Der bereits am Dienstag gepostete Satz "Dem kleinen Halbneger scheint einfach zu wenig Beachtung geschenkt worden zu sein, anders lässt sich sein Verhalten nicht erklären." wurde später gelöscht. Becker hatte in einem Interview erklärt, Berlin sei im Vergleich zu London oder Paris eine "weiße Stadt". Er sagte, er selbst sei "wegen meiner braunen Hautfarbe attackiert worden".

Das sagen Strafrechtler zu von Storchs gelöschtem Tweet Der AfD-Vorsitzende Alexander Gauland zeigte sich am Mittwoch verärgert über Maiers Kommentar. Er sagte: "Das ist nicht mein Stil." Aus Parteikreisen hieß es, Maier habe den Tweet nicht selbst abgesetzt. Autor sei ein Mitarbeiter. Der Dresdner Abgeordnete habe sich diesen inzwischen "zur Brust genommen".

Beckers haben einen Anwalt eingeschaltet

Wie "Bild" berichtete, will Noah Becker in Absprache mit seinem Vater juristisch gegen den AfD-Abgeordneten vorgehen. Rechtsanwalt Christian-Oliver Moser sagte der Zeitung: "Ich bin jetzt beauftragt, unverzüglich die erforderlichen straf- und zivilrechtlichen Schritte gegen Herrn Jens Maier, MdB, wegen dieser eindeutig rassistischen Twitter-Nachricht zu ergreifen."

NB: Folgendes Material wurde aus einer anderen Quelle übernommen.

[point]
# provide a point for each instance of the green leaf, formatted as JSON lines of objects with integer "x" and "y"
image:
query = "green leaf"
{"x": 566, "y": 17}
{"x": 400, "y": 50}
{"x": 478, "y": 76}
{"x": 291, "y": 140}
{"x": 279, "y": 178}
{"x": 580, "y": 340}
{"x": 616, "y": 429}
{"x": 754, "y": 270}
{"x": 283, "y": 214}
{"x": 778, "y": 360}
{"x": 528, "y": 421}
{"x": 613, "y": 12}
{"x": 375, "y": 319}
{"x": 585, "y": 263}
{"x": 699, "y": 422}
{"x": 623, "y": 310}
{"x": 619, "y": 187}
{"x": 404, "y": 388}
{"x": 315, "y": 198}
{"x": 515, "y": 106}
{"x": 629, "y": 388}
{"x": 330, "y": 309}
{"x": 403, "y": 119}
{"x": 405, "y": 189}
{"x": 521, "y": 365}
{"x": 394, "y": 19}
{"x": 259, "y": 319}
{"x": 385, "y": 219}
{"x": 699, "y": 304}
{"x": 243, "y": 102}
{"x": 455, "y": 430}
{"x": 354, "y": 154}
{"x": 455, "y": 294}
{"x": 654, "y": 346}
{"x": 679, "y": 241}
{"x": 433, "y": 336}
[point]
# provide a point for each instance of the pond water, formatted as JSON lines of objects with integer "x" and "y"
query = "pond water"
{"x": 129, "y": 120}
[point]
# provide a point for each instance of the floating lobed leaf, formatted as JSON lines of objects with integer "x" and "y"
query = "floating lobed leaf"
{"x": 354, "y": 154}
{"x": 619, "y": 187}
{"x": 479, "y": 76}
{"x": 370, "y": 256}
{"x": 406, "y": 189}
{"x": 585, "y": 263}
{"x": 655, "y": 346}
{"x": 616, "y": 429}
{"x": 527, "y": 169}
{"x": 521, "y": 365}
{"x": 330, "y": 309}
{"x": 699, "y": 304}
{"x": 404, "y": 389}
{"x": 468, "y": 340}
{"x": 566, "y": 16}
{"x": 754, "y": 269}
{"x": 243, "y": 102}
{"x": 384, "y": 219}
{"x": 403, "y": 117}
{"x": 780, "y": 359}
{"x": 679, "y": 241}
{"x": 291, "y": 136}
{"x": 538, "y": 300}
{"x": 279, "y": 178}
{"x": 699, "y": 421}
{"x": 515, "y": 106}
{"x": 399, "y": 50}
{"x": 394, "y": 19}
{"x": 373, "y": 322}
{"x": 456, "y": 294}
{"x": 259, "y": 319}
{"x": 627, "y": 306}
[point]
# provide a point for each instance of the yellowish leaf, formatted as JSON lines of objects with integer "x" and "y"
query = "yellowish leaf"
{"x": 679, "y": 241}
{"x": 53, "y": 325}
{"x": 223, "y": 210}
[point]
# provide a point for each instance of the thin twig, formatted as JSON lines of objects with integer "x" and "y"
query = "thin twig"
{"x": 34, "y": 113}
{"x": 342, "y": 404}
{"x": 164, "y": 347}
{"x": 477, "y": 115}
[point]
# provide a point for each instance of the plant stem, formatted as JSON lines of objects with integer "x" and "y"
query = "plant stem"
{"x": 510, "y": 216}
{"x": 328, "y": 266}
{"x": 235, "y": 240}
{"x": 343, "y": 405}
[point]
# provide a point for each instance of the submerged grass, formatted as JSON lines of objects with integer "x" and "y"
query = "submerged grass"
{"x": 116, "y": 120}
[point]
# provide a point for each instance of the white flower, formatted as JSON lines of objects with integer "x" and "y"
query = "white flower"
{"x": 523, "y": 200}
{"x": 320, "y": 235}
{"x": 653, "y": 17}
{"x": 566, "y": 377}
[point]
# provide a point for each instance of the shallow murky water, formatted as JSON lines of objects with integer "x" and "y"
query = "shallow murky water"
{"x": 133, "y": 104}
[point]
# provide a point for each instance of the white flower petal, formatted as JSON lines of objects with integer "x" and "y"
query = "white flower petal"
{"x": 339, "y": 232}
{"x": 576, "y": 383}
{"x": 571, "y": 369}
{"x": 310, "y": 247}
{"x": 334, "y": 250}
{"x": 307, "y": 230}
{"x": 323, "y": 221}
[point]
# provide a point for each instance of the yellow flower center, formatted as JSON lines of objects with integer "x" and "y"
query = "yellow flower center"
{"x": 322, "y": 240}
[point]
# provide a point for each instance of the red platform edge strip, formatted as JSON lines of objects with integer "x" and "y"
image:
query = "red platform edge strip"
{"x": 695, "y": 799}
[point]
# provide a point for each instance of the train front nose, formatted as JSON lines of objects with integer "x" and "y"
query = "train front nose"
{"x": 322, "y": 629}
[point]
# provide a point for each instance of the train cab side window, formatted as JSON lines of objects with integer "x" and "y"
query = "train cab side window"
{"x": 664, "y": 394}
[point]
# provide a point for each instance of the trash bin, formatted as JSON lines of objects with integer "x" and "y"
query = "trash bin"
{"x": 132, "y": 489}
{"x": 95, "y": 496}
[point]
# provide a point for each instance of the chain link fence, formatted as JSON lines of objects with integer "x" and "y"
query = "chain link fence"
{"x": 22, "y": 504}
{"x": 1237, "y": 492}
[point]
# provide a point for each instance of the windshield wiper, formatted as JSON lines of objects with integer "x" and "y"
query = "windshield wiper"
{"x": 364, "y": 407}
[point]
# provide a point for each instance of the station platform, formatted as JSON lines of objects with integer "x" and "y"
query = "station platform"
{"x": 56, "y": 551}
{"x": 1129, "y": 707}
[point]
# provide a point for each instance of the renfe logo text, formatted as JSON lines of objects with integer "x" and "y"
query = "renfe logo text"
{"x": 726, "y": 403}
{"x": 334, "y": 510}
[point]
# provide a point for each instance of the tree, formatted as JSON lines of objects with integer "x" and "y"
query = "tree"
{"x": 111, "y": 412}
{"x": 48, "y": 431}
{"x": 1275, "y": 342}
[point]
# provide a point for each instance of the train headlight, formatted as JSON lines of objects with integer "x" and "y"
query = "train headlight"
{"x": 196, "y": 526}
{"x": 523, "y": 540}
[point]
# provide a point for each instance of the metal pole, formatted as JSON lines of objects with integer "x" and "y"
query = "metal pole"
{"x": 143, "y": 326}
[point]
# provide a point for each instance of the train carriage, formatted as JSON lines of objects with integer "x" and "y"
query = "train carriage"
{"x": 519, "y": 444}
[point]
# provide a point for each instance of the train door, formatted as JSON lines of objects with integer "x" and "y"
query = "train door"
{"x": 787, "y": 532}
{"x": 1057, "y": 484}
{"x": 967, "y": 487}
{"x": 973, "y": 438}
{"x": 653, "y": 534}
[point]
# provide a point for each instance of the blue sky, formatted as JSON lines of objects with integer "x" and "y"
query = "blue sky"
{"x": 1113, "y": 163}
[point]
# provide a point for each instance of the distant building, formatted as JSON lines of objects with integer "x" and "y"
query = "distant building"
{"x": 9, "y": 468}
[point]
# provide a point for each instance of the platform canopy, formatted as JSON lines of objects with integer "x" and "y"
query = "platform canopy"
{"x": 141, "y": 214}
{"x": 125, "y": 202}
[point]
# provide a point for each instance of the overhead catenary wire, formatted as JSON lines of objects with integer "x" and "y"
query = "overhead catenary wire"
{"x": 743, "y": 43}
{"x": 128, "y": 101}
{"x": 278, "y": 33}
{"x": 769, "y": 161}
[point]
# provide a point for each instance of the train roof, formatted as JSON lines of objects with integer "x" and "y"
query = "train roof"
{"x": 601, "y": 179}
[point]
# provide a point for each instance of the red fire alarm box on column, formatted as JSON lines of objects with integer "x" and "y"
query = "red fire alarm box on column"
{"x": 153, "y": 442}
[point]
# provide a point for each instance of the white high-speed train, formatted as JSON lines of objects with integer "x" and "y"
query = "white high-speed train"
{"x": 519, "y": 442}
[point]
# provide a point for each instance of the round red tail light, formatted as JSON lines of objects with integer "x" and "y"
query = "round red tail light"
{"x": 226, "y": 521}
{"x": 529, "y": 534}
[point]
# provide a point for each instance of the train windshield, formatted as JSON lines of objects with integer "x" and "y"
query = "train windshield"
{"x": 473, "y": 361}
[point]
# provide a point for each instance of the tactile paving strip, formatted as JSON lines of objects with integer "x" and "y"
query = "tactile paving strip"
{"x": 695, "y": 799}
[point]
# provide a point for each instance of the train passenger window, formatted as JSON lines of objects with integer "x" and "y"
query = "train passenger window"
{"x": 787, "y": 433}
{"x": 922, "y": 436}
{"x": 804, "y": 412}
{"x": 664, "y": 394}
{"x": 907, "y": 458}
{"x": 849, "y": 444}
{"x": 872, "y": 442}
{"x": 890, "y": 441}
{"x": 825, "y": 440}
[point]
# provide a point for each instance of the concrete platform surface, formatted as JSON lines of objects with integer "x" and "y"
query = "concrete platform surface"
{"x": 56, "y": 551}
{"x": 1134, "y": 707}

Der AfD-Bundestagsabgeordnete Harald Weyel sagte, "die Sache mit dem N-Wort" sei für ihn persönlich kein großes Problem. In seiner Kindheit sei "Neger" nicht generell herabwürdigend gemeint gewesen, sagte der AfD-Politiker aus Nordrhein-Westfalen, der selbst dunkelhäutig ist. Wenn der Begriff jedoch so wie in diesem Kommentar verwendet werde, "dann kann man eine pejorative Absicht unterstellen, was dann vor allem auf denjenigen, der sich so äußert, zurückweist".

Der AfD-Landesverband Sachsen hatte im November ein Parteiausschlussverfahren gegen den Juristen zurückgezogen. Grund für das Verfahren waren Äußerungen Maiers zu einem angeblichen deutschen "Schuldkult" und der "Herstellung von Mischvölkern" durch Zuwanderung. Maier gilt als Vertreter des rechtsnationalen Parteiflügels um den Thüringer AfD-Landeschef Björn Höcke. Maier hatte sich selbst als "kleiner Höcke" bezeichnet. (dpa)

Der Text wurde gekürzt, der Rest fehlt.